If any of your students have ever gone swimming (judging by the smell, some of those little buggers have seemingly never been in water of any kind), they’ve probably noticed that water can create optical illusions. The main cause of these illusions is light refraction, which is affected by the medium through which light travels. Because light is necessary for us to see things, changes in the way it travels can affect what we see.
Since a swimming pool—portable or otherwise—is not an easy supply to procure for a silly little science experiment, we offer this handy dandy alternative that will help you demonstrate water’s effects on light refraction.
DIY Mini Swimming Pool, a.k.a. A Glass of Water
For this Demo Science science demo, all you’ll need are a clear drinking glass, water to fill said glass, and a drinking straw. Fill the glass roughly half full, then place the straw in the glass. DO NOT put the straw in before you pour in the water, or the whole thing will be ruined. Just kidding: it makes no difference whatsoever.
Have your students observe the results, studying the straw from the top, bottom, and sides. Have them record their observations on paper. Give them a while to take notes and such, then compare and contrast the students’ findings. What did they see and/or discover?
The Straw that “Broke”
When looking at the straw through the sides of the glass, student likely noticed that it looks like it’s bent or broken at the water’s surface. It’s not, of course—that’s just refraction in action!

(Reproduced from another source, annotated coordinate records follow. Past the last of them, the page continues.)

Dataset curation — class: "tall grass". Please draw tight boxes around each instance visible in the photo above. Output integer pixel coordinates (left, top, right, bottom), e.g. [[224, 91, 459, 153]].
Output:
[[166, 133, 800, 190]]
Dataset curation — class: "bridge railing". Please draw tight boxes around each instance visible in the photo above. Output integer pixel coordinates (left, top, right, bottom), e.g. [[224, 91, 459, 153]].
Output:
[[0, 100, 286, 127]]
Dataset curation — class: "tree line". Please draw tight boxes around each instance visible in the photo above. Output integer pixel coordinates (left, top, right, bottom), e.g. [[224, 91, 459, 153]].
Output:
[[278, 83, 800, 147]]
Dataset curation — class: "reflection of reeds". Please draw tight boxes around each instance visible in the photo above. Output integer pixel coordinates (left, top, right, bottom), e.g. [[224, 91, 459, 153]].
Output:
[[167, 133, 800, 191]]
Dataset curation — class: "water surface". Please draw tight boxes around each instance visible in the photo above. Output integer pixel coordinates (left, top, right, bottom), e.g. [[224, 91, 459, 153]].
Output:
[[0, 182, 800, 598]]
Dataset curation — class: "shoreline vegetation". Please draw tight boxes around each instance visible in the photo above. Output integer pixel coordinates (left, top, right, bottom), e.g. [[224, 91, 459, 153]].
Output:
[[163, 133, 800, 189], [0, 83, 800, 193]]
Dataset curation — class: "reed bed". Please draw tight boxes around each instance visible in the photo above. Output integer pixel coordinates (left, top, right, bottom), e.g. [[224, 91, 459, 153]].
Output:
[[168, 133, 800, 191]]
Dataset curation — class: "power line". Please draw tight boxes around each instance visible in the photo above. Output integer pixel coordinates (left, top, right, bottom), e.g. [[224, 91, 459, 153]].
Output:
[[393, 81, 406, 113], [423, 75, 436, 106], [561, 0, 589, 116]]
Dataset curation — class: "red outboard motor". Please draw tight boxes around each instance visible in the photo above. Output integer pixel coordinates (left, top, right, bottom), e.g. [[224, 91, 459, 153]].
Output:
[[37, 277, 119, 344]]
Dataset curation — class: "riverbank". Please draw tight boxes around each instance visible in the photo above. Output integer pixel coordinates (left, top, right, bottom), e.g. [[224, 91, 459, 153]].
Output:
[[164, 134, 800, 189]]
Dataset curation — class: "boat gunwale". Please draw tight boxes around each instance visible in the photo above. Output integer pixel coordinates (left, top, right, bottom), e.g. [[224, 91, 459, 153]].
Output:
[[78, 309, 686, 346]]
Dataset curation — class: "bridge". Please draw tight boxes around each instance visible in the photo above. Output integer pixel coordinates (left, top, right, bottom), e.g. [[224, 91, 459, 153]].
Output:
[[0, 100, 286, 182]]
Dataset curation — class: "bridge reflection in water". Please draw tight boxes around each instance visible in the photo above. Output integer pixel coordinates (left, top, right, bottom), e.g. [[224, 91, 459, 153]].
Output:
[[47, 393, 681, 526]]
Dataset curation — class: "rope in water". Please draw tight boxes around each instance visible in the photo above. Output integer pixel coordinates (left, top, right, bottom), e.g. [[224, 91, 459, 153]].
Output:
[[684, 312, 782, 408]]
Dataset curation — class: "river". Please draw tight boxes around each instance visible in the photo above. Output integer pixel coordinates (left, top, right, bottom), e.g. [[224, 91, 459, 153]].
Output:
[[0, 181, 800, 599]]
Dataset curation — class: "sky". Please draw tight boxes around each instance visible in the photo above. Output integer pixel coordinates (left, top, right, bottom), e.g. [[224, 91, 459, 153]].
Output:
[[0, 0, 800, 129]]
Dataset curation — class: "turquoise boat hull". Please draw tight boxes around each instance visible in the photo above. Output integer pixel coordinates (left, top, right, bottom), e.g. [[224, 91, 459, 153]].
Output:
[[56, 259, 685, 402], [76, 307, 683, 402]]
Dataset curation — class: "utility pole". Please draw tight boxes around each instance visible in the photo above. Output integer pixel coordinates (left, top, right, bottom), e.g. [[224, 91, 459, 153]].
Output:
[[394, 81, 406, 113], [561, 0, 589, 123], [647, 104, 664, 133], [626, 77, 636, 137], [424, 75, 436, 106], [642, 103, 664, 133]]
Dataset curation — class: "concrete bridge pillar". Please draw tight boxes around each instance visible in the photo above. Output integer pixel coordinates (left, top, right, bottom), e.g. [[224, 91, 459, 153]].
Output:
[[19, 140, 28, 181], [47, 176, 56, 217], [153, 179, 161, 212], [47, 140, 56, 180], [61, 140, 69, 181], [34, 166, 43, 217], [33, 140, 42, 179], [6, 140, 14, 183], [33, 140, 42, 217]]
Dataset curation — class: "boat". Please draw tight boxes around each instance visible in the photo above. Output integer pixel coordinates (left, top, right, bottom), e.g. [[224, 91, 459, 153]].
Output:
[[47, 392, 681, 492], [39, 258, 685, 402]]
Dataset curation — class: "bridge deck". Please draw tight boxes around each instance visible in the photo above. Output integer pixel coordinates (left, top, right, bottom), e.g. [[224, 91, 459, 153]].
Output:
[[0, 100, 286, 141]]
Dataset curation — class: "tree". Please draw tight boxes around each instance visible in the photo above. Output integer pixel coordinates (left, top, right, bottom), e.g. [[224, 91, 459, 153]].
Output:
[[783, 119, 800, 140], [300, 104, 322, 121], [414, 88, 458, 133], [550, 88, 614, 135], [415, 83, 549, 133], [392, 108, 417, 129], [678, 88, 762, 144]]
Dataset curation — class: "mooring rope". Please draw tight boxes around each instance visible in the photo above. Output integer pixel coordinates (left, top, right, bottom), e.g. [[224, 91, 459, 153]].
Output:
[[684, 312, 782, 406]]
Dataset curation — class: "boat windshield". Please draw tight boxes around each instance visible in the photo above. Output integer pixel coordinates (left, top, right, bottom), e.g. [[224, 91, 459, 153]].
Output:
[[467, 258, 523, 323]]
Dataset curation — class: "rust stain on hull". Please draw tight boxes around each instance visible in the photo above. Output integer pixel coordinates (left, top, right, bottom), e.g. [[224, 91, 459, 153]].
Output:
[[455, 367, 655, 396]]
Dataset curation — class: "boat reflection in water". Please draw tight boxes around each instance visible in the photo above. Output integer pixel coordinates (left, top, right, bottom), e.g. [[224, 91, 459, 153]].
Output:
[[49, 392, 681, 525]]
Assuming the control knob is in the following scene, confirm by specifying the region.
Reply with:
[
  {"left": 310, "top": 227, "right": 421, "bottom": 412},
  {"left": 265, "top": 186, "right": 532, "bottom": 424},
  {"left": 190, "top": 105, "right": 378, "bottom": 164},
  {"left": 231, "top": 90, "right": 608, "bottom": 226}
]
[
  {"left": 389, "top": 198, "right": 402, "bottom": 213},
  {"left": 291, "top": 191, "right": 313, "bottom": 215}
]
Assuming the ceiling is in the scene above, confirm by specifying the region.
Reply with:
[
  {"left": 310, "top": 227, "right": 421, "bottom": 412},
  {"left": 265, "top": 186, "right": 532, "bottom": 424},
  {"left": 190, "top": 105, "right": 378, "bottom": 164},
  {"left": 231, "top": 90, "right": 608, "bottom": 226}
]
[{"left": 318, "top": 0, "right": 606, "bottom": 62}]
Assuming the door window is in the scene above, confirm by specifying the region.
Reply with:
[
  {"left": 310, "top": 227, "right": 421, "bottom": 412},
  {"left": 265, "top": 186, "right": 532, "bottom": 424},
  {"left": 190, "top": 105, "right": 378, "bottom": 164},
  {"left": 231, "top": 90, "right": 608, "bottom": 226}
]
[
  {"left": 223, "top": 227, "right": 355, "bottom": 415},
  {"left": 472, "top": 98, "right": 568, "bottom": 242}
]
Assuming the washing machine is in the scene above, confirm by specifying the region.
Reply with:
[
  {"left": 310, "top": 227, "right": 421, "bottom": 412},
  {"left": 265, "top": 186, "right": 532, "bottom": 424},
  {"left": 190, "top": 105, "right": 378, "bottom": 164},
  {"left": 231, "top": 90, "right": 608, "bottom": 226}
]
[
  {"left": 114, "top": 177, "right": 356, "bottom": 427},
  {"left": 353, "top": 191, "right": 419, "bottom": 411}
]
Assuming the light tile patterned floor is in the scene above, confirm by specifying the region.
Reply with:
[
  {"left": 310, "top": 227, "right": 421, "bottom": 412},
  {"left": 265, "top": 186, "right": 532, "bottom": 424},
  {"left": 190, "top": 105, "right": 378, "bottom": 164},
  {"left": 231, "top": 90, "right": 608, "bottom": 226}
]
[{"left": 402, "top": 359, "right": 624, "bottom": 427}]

The straw appears askew because light rays travel through glass, water, and other mediums more slowly than they do through air. Ergo, the light rays that give your eyeballs a view of the part of the straw that’s out of the water arrive prior to those providing the image of the part that’s in the water. (Both are equally affected by the surrounding glass, so that’s a wash.) This gives the illusion that the straw is broken or bent.